次の巡礼の先はずっと遠い町。巡礼が始まった神殿の町を魔物との国境の町とするならば、その町は帝国との境にある町だった。
方角的にも王都を中心に正反対にある町だ。
帝国との交易の中心点になっているその町は様々な人々が行き交っている。
帝国の商人、王国の衛兵たち。国境に派遣された騎士団。肌の色も浅黒いひとも真っ白な人、ごく稀に亜人種の人々も見られた。
「うわー」
前の町も賑やかで栄えていると思ったが、この町は更に栄えている。というか、喧騒で自身の声が聞こえなくなるほどだった。
あちらこちらで、もめ事やそれに似た交渉が起き、衛兵や騎士団などの仲裁も見られた。
リオンに懐に突っ込まれた革袋のおかげで、少々お金がある少女は好奇心に勝てず、露天を見回って見ることにした。
片目の年若い巡礼者は目立つので、フードを目深に被って顔を隠す。
とは言っても、この喧騒、人混み、多用多種な人々の間では小柄な少女は隠れてしまうのであまり隠す意味はなかった。
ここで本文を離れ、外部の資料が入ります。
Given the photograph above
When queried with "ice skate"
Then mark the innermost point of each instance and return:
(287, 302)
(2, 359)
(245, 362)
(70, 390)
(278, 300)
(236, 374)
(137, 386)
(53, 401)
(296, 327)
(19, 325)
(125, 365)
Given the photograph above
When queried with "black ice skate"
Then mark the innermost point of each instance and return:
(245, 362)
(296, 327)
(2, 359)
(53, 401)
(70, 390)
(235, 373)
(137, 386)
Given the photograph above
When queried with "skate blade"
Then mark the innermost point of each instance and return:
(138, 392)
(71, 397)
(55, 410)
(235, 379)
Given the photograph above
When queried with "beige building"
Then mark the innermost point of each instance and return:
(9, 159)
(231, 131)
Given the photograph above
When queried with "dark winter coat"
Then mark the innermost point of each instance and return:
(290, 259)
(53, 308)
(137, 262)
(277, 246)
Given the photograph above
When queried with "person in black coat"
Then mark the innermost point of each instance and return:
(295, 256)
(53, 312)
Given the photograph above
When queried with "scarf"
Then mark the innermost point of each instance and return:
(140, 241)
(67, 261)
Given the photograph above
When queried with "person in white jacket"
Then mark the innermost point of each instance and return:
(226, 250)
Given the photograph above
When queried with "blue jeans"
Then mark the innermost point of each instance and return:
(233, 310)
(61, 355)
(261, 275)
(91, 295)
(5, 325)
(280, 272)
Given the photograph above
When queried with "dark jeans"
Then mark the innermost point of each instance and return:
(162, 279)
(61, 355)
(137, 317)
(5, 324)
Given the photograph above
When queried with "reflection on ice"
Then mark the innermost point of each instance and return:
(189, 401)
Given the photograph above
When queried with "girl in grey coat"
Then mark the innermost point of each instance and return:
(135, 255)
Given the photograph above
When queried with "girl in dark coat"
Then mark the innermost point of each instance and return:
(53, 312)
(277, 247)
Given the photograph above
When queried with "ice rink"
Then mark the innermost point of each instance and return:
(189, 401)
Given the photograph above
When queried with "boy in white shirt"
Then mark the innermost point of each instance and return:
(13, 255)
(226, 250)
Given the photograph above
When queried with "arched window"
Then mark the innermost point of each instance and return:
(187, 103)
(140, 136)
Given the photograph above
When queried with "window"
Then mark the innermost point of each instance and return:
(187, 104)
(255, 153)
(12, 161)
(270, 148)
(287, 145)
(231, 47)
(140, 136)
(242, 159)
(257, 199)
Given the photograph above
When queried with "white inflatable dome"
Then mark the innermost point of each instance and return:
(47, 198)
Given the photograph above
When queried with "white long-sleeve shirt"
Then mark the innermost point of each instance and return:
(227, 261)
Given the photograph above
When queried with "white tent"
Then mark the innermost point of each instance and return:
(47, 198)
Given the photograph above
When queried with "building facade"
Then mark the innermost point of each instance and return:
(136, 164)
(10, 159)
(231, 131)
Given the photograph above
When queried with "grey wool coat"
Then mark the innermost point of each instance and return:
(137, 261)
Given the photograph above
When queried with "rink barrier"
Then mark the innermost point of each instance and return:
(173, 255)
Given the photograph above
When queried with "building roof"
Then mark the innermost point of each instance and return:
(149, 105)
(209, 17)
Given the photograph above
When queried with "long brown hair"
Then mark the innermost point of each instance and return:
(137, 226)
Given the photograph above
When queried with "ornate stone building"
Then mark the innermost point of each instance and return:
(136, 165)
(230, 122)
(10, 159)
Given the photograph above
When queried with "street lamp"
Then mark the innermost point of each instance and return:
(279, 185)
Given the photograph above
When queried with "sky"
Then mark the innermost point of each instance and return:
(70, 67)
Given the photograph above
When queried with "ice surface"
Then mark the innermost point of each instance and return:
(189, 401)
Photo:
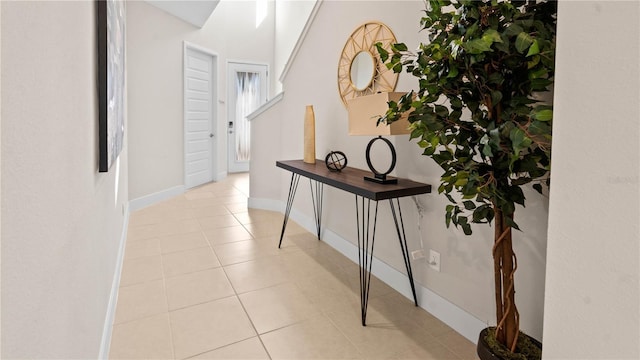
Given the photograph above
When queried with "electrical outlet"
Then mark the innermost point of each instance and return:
(417, 254)
(434, 260)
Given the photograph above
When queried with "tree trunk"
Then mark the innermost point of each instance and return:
(505, 264)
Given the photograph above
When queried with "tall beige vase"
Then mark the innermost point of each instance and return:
(309, 136)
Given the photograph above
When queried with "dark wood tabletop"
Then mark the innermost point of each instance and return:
(352, 180)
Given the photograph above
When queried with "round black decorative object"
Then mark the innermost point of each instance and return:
(381, 177)
(336, 161)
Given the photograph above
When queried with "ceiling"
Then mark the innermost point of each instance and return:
(195, 12)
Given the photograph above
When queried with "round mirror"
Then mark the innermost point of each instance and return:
(362, 70)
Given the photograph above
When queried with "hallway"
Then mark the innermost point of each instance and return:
(203, 278)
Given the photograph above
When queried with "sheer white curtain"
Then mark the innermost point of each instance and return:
(248, 99)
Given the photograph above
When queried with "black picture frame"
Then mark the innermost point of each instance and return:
(110, 33)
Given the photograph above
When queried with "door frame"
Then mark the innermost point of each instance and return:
(231, 67)
(214, 107)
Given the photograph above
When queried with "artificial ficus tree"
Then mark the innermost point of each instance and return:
(477, 114)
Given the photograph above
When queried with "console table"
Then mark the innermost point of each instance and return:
(352, 180)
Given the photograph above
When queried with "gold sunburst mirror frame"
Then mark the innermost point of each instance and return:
(360, 70)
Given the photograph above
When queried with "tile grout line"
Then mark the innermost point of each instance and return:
(166, 299)
(235, 292)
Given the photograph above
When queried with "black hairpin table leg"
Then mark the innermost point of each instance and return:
(366, 240)
(397, 219)
(317, 192)
(293, 187)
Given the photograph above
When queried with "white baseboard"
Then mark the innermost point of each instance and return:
(455, 317)
(147, 200)
(113, 297)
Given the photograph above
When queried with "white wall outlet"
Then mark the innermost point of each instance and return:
(434, 260)
(417, 254)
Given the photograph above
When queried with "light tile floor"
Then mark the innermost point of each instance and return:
(203, 279)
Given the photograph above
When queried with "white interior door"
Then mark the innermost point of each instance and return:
(199, 116)
(247, 92)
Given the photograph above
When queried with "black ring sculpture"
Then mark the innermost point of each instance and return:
(381, 177)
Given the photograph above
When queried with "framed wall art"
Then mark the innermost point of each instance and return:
(110, 21)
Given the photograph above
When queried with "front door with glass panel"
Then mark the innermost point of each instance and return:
(247, 92)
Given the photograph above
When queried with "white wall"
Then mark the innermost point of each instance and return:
(467, 268)
(291, 18)
(592, 302)
(155, 50)
(61, 220)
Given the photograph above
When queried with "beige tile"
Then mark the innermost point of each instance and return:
(257, 274)
(205, 327)
(141, 248)
(227, 235)
(241, 251)
(305, 240)
(196, 288)
(141, 270)
(255, 215)
(458, 344)
(276, 307)
(216, 222)
(148, 338)
(196, 195)
(250, 349)
(141, 300)
(429, 351)
(141, 232)
(301, 265)
(316, 338)
(183, 262)
(266, 228)
(200, 204)
(210, 210)
(182, 242)
(328, 293)
(236, 207)
(408, 311)
(382, 337)
(165, 228)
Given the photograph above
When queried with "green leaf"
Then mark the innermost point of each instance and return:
(469, 205)
(384, 54)
(490, 36)
(399, 47)
(476, 46)
(463, 222)
(534, 49)
(513, 30)
(523, 41)
(496, 96)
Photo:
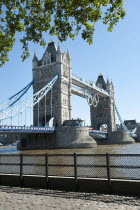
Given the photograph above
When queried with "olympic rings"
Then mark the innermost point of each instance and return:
(92, 100)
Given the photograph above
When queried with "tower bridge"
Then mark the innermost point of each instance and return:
(53, 86)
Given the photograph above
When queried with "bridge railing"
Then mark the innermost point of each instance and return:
(101, 166)
(5, 127)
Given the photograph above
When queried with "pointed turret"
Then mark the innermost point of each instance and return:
(68, 55)
(101, 82)
(58, 49)
(107, 82)
(35, 61)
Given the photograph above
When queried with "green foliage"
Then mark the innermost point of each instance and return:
(63, 18)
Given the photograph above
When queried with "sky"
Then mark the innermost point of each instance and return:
(115, 54)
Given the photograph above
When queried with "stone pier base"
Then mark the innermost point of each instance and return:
(74, 137)
(119, 137)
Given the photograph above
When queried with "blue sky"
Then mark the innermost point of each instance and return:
(116, 55)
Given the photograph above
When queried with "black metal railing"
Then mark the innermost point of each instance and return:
(107, 166)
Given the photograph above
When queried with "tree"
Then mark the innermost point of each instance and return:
(63, 18)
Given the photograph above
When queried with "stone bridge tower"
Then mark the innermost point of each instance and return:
(104, 113)
(57, 102)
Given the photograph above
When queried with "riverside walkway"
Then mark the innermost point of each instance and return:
(14, 198)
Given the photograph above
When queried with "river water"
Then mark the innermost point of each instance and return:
(126, 173)
(100, 149)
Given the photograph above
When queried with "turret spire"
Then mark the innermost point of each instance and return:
(58, 48)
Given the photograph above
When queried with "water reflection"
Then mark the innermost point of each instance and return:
(92, 163)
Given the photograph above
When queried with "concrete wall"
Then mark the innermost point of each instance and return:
(68, 184)
(37, 141)
(120, 137)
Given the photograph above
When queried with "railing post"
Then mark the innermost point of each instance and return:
(46, 168)
(75, 172)
(108, 171)
(21, 169)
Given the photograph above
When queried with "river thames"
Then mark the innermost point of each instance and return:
(100, 149)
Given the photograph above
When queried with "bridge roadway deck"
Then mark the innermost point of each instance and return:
(25, 129)
(30, 129)
(87, 86)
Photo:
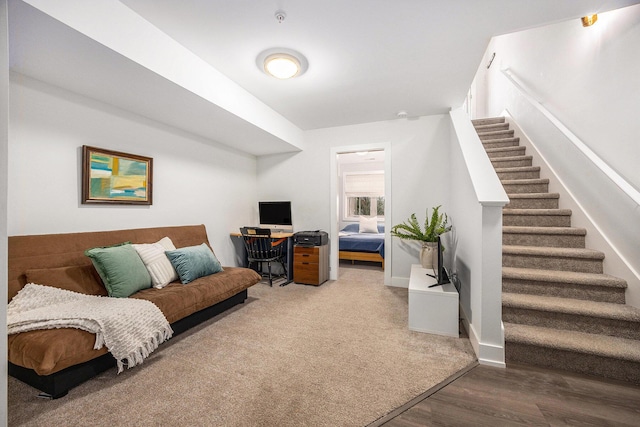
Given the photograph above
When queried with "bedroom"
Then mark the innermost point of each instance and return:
(361, 207)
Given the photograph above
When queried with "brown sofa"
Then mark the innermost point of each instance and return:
(56, 360)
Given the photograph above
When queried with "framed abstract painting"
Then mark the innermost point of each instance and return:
(115, 178)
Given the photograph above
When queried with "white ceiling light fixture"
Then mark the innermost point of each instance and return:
(282, 63)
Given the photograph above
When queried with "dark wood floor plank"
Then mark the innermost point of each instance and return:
(526, 395)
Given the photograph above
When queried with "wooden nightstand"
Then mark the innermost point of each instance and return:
(311, 264)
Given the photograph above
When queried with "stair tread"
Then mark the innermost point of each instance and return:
(491, 141)
(571, 231)
(501, 149)
(525, 181)
(582, 342)
(509, 211)
(511, 158)
(535, 274)
(496, 132)
(553, 252)
(605, 310)
(518, 169)
(489, 126)
(487, 120)
(533, 195)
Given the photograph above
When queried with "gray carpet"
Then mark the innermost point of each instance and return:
(559, 309)
(335, 355)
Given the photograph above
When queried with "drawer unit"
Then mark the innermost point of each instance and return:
(311, 264)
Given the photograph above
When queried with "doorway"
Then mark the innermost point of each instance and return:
(358, 162)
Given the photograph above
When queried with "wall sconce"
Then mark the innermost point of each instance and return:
(588, 21)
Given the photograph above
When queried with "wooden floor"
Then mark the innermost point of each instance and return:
(524, 395)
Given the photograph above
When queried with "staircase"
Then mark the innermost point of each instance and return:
(559, 309)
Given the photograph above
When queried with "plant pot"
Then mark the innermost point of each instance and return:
(429, 254)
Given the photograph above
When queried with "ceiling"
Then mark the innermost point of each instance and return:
(368, 59)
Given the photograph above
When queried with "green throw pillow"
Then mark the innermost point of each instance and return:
(193, 262)
(121, 269)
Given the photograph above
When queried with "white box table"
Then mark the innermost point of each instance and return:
(432, 310)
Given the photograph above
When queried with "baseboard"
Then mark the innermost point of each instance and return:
(487, 354)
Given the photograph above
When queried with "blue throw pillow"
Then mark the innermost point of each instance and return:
(194, 262)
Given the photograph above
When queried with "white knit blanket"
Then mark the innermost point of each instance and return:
(130, 328)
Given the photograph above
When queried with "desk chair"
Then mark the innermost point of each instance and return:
(261, 248)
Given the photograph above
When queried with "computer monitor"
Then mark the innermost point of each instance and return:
(439, 269)
(275, 215)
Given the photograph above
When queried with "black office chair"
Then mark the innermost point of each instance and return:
(262, 248)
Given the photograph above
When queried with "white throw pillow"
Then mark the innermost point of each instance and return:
(154, 258)
(368, 225)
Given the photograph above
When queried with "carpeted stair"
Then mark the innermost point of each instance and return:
(559, 309)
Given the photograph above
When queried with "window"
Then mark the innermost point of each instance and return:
(364, 194)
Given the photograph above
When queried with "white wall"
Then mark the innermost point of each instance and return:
(345, 167)
(419, 157)
(4, 138)
(194, 180)
(477, 199)
(588, 79)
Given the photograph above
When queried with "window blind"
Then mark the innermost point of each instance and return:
(364, 185)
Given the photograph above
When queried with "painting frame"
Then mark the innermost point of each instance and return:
(114, 177)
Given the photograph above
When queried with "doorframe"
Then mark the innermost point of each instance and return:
(335, 219)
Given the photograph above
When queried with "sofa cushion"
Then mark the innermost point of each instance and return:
(121, 269)
(77, 278)
(177, 301)
(158, 265)
(194, 262)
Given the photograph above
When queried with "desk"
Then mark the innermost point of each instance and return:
(432, 310)
(241, 252)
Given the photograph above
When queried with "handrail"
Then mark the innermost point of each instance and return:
(624, 185)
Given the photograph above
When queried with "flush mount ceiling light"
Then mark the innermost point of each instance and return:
(588, 21)
(282, 63)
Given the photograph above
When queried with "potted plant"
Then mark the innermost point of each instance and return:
(434, 225)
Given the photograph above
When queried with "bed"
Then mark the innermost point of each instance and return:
(356, 246)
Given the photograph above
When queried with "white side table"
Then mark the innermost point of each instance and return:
(432, 310)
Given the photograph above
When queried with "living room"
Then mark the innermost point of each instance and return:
(196, 179)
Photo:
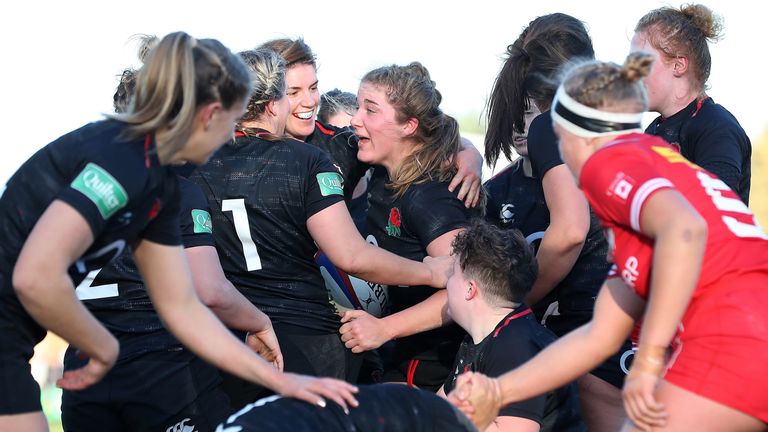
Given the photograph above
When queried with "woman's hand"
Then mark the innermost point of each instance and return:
(264, 343)
(317, 390)
(469, 163)
(361, 331)
(478, 397)
(639, 386)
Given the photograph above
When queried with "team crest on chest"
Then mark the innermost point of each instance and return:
(507, 214)
(393, 224)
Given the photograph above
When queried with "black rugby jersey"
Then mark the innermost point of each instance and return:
(261, 194)
(516, 201)
(118, 186)
(405, 226)
(578, 290)
(118, 297)
(711, 137)
(383, 408)
(516, 339)
(341, 146)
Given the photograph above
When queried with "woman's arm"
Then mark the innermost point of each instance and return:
(229, 305)
(563, 239)
(616, 309)
(169, 284)
(335, 233)
(469, 175)
(362, 332)
(680, 236)
(42, 284)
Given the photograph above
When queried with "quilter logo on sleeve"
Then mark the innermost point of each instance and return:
(621, 186)
(330, 183)
(101, 188)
ふらふらと露天を見回ると、少し路地に入った所にポツンと寂れた露天があることに気がついた。
その寂れように自身の境遇を重ねた少女は、何かに引かれるように、そちらに足を向けた。
露天の店番は年老いたおばあさん一人でうとうとと居眠りをしていた。
不思議な事にこんなにも無防備なのに、何かを盗まれる事も、人が近づいて来ることすらなかった。
少女はきょろきょろと周りを見渡すが通りすがる人々の視線は少女と露天が見えていないかように彼女達をすり抜けていく。
「???」
こてん、と首をかしげながらも、この短い間で超常的な事に立て続けにあった少女はそんなこともあるか、と、とりあえず商品を見物することにした。
所狭しと並べられた商品は、一貫性がなく、何に使うのかわからないものまで多々あった。
いくつかの箱と壺を手にとってしげしげと眺めたが、使い道がわからないので諦めてアクセサリーに目をやった。
くず石を使って作られたであろうアクセサリー類はそれにしては精巧で綺麗なものだった。
「あの、おばあさん?おきていらっしゃいますか?」
値段を尋ねようと声をかけたがこっくりこっくりとうたた寝をしているおばあさんは全く起きない。
「あの……」
諦めようかと思った時、パァンと鼻提灯が割れて、おばあさんの目がうっすら開いた。
おばあさんは手元に伏せてあった板を持つとまた、こっくりこっくりと眠り始めた。
板には『値段は裏に、代金は右の箱に』と書かれていた。
無用心がすぎる、と心配に思ったが、これ以上声をかけてもきっと起きないと思ったので、諦めてアクセサリーの裏側を見る。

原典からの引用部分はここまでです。